Damit liegt die Miete dieser Wohnungen deutlich über der durchschnittlichen Berliner Kaltmiete von 6,39 Euro je Quadratmeter. Gerade Studierende, die nicht wie Lukas Fritsch bereits in einem dualen Studiengang Geld verdienen oder das Glück haben, spendable Eltern zu besitzen, geraten in Schwierigkeiten.

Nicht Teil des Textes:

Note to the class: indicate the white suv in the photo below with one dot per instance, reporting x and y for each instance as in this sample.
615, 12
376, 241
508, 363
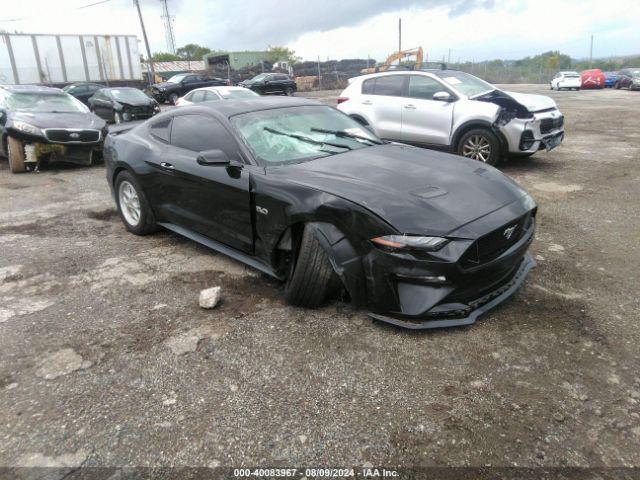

Die Absicht wurde oft verkündet - passiert ist kaum etwas
In der Berliner Landespolitik ist seit Jahren bekannt, dass günstiger Wohnraum geschaffen werden muss. Bereits im Jahr 2013 hatte Berlins damaliger Regierender Bürgermeister Klaus Wowereit (SPD) angekündigt, dass berlinweit 5000 Wohnungen für Studierende entstehen sollen. Zwei Jahre später dann, im Juli 2015, verkündete Finanzsenator Matthias Kollatz-Ahnen (SPD) die Absicht, diese Wohnungen durch die landeseigenen Wohnungsunternehmen bis zum Jahr 2020 bauen zu lassen. Angedacht seien 5600 Wohnplätze, 5000 Wohnungen seien aber versprochen, so der SPD-Politiker damals.
In den Koalitionsverhandlungen im vergangenen September schrieb Rot-Rot-Grün außerdem die Selbstverpflichtung in den Koalitionsvertrag, „kurzfristig erheblich mehr Wohnraum für Studierende zu schaffen“. Allein: Passiert ist bisher wenig. Bis Ende dieses Jahres, vier Jahre nach Wowereits Absichtserklärung, werden gerade mal 129 der geplanten 5000 studentischen Wohnungen bezugsfertig sein.
Drei verschiedene Senatsverwaltungen sind mehr oder weniger intensiv mit dem Ausbau des Wohnraums befasst. So ist das Thema fachlich beim Regierenden Bürgermeister Michael Müller (SPD) in der Senatskanzlei angesiedelt. Müllers Wissenschaftsstaatssekretär Steffen Krach soll den Ausbau der studentischen Wohnungen koordinieren. Für die Umsetzung sind allerdings zwei andere Senatsverwaltungen zuständig: Auf der einen Seite die Senatsverwaltung für Stadtentwicklung von Senatorin Katrin Lompscher (Die Linke), die für Berlins landeseigene Wohnungsunternehmen zuständig ist.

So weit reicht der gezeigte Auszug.